Das Kuratorium „Wildbiene des Jahres“ hat die Blauschwarze Holzbiene ausgewählt, weil sie (noch) relativ selten ist. Eigentlich im Mittelmeerraum beheimatet, hat sie sich aufgrund des Klimawandels zuerst in Süddeutschland ausgebreitet. Über die Rheinebene ist sie nun auch zu uns gekommen.

 

Sie ist eine Solitärbiene, d. h., sie bildet keinen Staat. Für ihren Nachwuchs braucht sie Totholz, am liebsten in der vollen Sonne stehend, in das sie horizontal bis zu 11 cm tiefe Löcher nagt. Im März/April ist Paarungszeit und danach legt das Weibchen in einzelne Zellen seine Eier ab, legt für die Larven einen Vorrat von Pollen an und verschließt sie dann. Danach stirbt es. Die Larven schlüpfen nach etwa 10 Wochen und überwintern als ausgewachsene Tiere.
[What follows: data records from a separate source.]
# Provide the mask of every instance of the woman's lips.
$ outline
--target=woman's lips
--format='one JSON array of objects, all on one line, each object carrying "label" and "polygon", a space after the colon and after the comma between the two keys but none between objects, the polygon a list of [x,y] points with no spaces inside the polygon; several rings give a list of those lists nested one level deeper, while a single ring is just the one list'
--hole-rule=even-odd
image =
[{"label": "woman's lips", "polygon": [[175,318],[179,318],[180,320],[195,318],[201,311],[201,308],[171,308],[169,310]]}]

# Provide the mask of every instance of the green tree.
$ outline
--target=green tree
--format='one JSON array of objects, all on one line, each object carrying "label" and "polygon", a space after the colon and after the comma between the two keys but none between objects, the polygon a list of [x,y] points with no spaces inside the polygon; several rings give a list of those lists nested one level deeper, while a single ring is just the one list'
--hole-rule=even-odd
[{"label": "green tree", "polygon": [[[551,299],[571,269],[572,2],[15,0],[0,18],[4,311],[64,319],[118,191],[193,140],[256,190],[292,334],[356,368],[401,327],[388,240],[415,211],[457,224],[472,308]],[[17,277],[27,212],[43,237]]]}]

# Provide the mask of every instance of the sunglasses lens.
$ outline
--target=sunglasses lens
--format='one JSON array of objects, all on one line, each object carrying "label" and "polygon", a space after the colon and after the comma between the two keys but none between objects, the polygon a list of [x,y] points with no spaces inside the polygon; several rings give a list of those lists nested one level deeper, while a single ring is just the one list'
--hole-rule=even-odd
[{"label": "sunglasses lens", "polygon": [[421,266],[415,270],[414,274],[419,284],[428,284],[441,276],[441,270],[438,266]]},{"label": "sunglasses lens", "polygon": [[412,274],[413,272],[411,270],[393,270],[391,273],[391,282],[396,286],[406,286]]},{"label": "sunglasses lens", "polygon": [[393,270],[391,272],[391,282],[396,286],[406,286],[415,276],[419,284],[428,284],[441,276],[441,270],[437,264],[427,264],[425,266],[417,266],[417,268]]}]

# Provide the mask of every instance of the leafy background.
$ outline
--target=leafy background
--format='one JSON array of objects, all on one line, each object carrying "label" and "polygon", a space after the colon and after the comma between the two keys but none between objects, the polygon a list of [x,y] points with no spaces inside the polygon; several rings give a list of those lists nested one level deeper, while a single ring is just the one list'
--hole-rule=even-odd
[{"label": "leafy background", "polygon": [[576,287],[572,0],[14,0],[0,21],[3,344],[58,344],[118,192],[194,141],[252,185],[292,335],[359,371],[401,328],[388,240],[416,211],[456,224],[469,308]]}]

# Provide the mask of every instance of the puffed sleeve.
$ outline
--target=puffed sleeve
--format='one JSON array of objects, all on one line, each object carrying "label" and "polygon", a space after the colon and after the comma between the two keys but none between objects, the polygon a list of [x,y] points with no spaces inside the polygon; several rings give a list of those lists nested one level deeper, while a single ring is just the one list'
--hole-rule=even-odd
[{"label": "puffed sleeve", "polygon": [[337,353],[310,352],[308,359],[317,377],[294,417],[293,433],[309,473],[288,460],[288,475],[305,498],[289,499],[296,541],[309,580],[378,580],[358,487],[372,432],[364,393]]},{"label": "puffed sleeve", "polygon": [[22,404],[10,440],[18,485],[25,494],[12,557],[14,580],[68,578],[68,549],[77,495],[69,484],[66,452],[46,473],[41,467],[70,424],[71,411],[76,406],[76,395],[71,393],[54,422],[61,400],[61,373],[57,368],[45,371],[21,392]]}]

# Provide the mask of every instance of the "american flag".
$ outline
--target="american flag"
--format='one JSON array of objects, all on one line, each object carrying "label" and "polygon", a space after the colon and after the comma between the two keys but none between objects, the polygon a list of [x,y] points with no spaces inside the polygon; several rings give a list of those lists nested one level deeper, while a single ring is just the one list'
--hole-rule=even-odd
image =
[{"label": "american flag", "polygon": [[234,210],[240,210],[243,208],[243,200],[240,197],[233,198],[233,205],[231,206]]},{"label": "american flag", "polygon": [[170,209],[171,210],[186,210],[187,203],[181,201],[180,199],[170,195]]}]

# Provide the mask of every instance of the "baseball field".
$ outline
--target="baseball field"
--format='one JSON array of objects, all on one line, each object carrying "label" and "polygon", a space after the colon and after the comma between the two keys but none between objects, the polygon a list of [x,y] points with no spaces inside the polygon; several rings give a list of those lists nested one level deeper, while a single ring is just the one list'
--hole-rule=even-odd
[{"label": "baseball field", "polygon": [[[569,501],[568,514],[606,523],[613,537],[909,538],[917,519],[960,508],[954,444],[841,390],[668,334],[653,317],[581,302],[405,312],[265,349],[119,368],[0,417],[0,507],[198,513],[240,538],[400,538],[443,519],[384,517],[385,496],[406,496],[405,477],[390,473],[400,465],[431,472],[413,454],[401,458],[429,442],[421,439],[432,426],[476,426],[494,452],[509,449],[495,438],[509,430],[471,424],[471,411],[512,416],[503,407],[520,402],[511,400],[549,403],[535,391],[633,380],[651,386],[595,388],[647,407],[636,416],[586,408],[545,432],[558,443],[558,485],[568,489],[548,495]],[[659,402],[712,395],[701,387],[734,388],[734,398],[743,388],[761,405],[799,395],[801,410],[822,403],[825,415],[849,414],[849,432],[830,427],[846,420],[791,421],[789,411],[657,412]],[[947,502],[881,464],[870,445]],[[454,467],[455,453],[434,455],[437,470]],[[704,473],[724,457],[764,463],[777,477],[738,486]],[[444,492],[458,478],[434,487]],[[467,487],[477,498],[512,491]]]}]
Wird eine Temperatur von 15 Grad erreicht – das kann auch schon im Januar sein – , dann fliegen sie aus und brauchen dringend Nahrung. Wird es wieder kälter, ziehen sie sich zurück in ihre Höhlen.

 

Alte abgestorbene Bäume oder Zaunpfosten sind ein idealer Wohnraum für diese Wildbienenart. Möchte man unserer größten Wildbiene eine Nistgelegenheit anbieten, dann sollte es totes Laubholz sein, gerne von Obstbäumen oder Eichen, es sollte weder faul noch ganz morsch sein. Löcher können leicht angebohrt werden, aber auf keinen Fall tiefer als 1cm, denn das macht sie selbst, da sie die Holzspäne braucht, um die Nester zu verschließen.

Wer sie in seinem Garten oder auf Streuobstwiesen beobachten will, der sollte auch das passende Nahrungsangebot haben. Winterjasmin, Blauer Eisenhut, Glockenblumen, aber vor allem Blauregen und Muskatellersalbei sollen ihr am besten schmecken.